É necessário chamar a atenção para as tentativas de legitimação da ocupação do Iraque e denunciar uma vez mais a vergonhosa política “atlantista” de subserviência aos EUA praticada pelo governo do PSD/CDS-PP, de que a “cimeira de guerra” das Lages foi expressão particularmente grave e manifesta a sua firme oposição ao envio de forças militares e policiais portuguesas para o Iraque que constituiria um gravíssimo precedente ao envolver Portugal na ocupação e pilhagem deste país. São inaceitáveis e arrogantes em relação ao Presidente da República as declarações do Primeiro-Ministro, que admitiu hoje que Portugal poderá enviar Forças portuguesas para o Iraque sem um mandato internacional contrariando assim a posição da Presidência. Mais uma vez o Primeiro-Ministro no seu afã de mostrar serviço ao império não se coíbe de publicamente dar mais um passo no confronto institucional e no desrespeito ao Presidente da República.

4. A realização do Fórum Social Português no próximo mês, nos trabalhos preparatórios dos quais o PCP e a JCP participam desde inicio, constituirá um importante momento de encontro de um largo conjunto de organizações e movimentos de massas e sociais que se posicionam, no respeito pela autonomia e a iniciativa de cada um e na diversidade de expressões e influência da cada uma, contra o neoliberalismo, o militarismo, a guerra, o racismo e a xenofobia. A realização do FSP pode constituir uma contribuição para ampliar a expressão da luta em Portugal contra a política de direita, contra o capitalismo e o imperialismo, para ampliar a consciência da necessidade da construção de uma nova sociedade.
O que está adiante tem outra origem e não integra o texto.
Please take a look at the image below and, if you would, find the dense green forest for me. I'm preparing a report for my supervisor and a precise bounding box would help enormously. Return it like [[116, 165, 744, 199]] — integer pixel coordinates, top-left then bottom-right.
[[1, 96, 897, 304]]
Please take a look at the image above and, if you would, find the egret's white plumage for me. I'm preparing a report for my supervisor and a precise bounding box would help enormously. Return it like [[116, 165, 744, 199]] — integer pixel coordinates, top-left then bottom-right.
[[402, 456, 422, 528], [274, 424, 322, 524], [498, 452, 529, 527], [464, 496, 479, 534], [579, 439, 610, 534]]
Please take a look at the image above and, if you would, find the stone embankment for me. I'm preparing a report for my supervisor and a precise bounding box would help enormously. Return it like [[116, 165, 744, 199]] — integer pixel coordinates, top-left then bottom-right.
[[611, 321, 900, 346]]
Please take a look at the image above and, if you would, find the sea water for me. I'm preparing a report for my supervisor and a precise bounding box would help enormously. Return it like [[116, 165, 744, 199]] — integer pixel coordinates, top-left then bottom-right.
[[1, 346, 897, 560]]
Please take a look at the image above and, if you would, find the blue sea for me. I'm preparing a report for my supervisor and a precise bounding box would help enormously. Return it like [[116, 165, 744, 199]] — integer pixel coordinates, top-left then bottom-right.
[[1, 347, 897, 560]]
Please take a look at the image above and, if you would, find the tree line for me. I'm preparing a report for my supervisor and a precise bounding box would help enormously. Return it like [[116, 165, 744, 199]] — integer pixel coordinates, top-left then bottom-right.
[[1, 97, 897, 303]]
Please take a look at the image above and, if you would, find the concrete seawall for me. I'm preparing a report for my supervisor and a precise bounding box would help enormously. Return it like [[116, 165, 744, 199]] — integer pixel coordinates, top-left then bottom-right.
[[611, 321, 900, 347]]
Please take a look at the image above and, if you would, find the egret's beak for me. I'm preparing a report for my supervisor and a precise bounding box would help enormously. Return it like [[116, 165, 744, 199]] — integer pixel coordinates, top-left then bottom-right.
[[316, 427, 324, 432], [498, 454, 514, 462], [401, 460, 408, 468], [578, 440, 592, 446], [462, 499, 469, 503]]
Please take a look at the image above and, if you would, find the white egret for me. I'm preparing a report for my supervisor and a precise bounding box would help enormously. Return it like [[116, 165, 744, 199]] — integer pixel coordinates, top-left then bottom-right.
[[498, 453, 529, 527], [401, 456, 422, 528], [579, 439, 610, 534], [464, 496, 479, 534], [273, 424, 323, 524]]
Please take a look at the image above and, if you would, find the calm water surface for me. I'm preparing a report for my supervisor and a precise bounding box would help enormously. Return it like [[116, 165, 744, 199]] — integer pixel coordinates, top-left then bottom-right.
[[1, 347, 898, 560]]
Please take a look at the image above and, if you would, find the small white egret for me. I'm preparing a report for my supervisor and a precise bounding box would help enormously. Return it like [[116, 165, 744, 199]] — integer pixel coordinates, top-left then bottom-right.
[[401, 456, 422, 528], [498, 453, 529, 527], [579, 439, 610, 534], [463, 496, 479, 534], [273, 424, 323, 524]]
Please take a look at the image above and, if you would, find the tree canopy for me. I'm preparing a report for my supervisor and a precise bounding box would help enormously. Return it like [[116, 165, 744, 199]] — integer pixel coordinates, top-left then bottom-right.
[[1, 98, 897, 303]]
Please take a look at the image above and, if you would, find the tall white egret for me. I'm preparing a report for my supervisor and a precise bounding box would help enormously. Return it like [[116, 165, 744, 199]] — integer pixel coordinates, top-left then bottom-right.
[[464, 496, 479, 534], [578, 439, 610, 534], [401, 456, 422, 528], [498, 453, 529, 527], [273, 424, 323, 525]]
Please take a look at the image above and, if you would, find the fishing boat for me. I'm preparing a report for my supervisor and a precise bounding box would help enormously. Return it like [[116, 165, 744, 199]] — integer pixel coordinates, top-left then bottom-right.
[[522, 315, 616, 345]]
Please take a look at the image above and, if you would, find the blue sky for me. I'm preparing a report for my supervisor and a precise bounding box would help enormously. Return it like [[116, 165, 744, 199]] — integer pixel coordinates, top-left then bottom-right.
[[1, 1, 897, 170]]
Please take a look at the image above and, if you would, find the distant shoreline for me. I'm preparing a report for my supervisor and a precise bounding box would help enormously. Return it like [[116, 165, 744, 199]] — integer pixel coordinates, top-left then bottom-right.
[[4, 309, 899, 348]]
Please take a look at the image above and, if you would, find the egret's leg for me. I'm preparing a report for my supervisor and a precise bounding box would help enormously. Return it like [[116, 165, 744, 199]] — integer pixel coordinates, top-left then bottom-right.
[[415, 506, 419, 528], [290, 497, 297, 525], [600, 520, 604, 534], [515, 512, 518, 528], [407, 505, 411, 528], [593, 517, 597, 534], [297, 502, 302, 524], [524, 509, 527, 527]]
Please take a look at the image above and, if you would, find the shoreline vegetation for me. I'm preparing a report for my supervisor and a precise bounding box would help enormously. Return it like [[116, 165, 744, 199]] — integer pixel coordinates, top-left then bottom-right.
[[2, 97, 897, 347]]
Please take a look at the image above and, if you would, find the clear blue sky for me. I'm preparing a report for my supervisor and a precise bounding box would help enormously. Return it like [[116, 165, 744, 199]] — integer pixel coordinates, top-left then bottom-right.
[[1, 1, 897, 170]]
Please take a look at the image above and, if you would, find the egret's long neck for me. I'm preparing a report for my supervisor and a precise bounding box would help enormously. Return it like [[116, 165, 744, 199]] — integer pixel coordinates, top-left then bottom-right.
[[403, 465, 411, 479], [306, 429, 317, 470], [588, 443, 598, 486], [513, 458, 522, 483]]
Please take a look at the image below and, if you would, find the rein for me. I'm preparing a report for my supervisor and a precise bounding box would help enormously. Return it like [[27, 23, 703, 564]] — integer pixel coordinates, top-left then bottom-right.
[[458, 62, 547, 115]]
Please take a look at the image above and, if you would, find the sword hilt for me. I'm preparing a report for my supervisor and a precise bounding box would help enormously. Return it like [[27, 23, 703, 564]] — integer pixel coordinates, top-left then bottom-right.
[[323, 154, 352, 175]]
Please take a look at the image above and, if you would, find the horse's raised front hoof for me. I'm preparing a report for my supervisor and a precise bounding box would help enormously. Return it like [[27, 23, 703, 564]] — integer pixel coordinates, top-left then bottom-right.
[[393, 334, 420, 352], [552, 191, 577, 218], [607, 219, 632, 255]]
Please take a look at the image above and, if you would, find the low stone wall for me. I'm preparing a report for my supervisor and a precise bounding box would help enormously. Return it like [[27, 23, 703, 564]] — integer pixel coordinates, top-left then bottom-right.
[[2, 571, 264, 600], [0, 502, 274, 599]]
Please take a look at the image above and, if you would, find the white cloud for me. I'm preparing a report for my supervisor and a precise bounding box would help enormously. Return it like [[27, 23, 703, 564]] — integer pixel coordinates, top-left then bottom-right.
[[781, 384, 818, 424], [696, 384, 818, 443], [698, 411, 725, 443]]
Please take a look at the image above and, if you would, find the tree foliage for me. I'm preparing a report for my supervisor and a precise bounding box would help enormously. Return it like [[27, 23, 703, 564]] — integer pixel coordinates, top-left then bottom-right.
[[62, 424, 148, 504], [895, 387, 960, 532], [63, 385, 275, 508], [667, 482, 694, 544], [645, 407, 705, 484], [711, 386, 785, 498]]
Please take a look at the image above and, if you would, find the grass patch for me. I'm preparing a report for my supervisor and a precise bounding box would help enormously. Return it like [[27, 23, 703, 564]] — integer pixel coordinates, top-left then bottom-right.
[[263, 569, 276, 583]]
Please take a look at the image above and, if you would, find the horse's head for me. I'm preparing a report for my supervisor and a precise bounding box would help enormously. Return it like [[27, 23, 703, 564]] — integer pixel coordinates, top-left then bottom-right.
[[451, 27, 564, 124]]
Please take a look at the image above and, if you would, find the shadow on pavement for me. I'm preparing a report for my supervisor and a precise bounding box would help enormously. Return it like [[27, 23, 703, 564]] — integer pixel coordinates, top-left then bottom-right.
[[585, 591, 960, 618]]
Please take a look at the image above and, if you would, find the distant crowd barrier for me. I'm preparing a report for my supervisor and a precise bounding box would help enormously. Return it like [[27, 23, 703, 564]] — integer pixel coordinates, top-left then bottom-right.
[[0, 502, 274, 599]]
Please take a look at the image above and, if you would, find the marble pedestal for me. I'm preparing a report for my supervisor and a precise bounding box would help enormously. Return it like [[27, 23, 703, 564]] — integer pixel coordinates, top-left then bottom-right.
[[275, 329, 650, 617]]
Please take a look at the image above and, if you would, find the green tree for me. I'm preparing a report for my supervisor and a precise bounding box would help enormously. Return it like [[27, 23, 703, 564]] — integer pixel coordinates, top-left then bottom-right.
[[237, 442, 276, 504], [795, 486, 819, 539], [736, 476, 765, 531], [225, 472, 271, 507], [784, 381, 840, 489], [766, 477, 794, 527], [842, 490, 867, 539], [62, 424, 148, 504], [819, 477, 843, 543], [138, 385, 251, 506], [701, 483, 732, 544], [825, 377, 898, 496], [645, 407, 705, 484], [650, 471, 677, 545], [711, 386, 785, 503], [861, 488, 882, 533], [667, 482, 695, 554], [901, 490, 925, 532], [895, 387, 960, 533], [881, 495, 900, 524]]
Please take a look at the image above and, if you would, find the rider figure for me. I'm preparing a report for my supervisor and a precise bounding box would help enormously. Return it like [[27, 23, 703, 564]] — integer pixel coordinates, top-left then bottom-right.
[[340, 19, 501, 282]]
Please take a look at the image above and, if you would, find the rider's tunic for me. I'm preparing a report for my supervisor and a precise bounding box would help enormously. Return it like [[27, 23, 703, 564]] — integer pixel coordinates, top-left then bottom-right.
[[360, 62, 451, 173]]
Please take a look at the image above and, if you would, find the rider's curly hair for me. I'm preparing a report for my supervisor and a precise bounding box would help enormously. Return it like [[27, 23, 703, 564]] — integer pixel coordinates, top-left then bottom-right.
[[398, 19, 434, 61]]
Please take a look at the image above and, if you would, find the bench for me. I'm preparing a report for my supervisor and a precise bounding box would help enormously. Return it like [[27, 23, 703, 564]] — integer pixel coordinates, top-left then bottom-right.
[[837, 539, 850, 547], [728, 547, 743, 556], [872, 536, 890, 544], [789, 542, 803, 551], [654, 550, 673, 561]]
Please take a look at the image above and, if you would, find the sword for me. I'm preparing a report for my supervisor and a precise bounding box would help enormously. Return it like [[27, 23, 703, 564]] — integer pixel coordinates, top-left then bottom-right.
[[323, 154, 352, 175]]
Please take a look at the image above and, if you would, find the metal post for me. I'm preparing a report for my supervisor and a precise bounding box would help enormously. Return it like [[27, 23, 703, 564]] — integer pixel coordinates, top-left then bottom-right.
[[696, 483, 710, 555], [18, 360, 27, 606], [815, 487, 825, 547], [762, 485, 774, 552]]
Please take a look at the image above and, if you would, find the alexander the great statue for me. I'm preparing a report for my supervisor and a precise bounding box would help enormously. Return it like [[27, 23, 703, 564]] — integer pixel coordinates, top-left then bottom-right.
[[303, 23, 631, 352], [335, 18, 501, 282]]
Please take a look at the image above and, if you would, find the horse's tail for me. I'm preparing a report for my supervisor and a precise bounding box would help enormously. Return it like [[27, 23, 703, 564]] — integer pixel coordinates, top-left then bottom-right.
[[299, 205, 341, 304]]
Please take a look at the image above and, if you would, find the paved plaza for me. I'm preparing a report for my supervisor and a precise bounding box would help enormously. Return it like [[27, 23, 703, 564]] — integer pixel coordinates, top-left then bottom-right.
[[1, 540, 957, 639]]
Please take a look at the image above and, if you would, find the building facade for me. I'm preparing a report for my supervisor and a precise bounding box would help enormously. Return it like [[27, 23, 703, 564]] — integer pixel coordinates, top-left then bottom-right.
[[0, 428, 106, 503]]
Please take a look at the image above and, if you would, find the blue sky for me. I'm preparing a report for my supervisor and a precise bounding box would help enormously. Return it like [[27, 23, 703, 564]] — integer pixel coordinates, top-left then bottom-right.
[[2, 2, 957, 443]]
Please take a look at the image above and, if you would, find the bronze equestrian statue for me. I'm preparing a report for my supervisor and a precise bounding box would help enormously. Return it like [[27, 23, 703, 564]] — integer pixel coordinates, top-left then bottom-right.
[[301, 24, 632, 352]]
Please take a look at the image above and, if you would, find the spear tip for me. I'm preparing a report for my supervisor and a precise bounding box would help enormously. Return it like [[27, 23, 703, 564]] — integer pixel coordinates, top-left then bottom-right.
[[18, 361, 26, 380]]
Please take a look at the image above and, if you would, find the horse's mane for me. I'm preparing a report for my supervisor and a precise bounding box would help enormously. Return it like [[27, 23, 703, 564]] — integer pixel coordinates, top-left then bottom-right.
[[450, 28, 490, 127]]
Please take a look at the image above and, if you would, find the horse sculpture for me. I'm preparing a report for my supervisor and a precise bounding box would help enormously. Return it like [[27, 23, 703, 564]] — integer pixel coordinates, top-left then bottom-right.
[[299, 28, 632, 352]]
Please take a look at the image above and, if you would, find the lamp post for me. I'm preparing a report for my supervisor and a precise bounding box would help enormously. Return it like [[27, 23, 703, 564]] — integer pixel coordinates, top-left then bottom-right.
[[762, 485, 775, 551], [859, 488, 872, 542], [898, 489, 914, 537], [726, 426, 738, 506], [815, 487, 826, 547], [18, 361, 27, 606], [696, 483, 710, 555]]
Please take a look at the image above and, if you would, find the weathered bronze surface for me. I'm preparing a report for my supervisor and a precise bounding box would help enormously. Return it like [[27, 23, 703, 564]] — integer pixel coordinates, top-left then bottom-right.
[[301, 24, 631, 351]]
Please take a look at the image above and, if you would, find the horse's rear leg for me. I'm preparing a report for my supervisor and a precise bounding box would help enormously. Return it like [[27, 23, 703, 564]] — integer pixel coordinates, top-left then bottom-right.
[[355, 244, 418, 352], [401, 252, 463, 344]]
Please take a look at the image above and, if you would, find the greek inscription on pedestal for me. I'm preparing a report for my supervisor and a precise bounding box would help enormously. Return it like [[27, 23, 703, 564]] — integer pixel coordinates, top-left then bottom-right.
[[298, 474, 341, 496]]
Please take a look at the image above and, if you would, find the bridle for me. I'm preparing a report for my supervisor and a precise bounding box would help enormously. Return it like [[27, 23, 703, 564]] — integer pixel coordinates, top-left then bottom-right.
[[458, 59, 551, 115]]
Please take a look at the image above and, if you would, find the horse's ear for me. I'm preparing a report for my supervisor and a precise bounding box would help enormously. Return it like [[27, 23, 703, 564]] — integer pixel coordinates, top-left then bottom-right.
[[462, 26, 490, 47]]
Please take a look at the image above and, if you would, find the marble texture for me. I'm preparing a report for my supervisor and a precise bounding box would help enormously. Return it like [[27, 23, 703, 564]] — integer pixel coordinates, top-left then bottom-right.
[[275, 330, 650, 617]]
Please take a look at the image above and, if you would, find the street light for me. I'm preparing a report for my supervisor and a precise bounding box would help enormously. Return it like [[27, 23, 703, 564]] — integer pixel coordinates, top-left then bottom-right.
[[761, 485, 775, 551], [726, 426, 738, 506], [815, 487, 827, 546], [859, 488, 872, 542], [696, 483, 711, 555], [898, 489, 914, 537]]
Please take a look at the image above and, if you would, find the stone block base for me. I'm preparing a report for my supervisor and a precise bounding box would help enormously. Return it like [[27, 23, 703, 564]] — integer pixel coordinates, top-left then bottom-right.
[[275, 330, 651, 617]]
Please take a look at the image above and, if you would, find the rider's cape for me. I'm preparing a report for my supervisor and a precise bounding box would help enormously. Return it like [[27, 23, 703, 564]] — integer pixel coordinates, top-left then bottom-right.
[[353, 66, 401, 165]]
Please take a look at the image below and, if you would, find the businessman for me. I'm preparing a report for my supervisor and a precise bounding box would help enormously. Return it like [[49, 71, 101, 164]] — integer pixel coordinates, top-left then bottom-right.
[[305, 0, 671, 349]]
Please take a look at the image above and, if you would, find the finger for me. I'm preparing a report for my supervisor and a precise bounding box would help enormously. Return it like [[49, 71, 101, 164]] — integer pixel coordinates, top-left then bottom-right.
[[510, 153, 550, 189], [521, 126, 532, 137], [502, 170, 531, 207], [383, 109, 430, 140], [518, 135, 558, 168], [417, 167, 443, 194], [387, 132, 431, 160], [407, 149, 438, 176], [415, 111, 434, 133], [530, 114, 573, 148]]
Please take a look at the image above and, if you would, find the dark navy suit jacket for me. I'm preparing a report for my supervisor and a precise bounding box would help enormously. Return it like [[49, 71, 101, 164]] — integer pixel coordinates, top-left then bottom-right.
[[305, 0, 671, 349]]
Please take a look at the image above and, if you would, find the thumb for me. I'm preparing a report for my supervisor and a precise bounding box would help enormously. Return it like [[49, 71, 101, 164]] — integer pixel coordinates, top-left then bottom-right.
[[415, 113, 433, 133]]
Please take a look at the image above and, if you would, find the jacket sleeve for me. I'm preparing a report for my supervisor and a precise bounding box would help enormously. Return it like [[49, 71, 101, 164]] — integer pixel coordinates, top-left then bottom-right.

5. O Comité Central tem apreciado os trabalhos de preparação da Conferência Nacional e realça que o debate realizado confirmou a importância para a elevação da qualidade do trabalho e da intervenção política do Partido, de uma adequada inserção do trabalho dos eleitos comunistas no quadro da acção e dos objectivos gerais do Partido e das suas organizações locais, da indispensável dinamização da iniciativa própria das organizações sobre os problemas locais, da igualmente necessária atenção a dar a par do acompanhamento e intervenção dos eleitos comunistas, à acção dos comunistas nas organizações populares e estruturas associativas, do aprofundamento das orientações para o desenvolvimento do trabalho nas autarquias e do conteúdo político da acção autárquica e do exercício do poder.

O Comité Central, valorizando o trabalho realizado na preparação da Conferência, mas reconhecendo as múltiplas tarefas e batalhas políticas a que o conjunto do Partido foi chamado nas últimas semanas e que objectivamente dificultaram a concentração das organizações no aprofundamento do debate, sublinha a importância do prosseguimento posterior em todas as organizações da discussão no sentido da concretização das orientações e linhas de trabalho a fixar pela Conferência.

Face às mais recentes decisões do Governo que afectam as autarquias o Comité Central do PCP denuncia as crescentes dificuldades financeiras a que a política orçamental vem impondo ao poder local entre as quais avultam as restrições ao crédito e a recusa de medidas de compensação imediatas pela perda de receitas resultantes das alterações à sisa bem como a operação de pretender com a aprovação da legislação sobre comunidades urbanas e intermunicipais, falsamente apresentadas como as medidas da descentralização que a organização administrativa reclama, amortecer a reclamação pela criação das regiões administrativas ou até mesmo adiá-la para sempre.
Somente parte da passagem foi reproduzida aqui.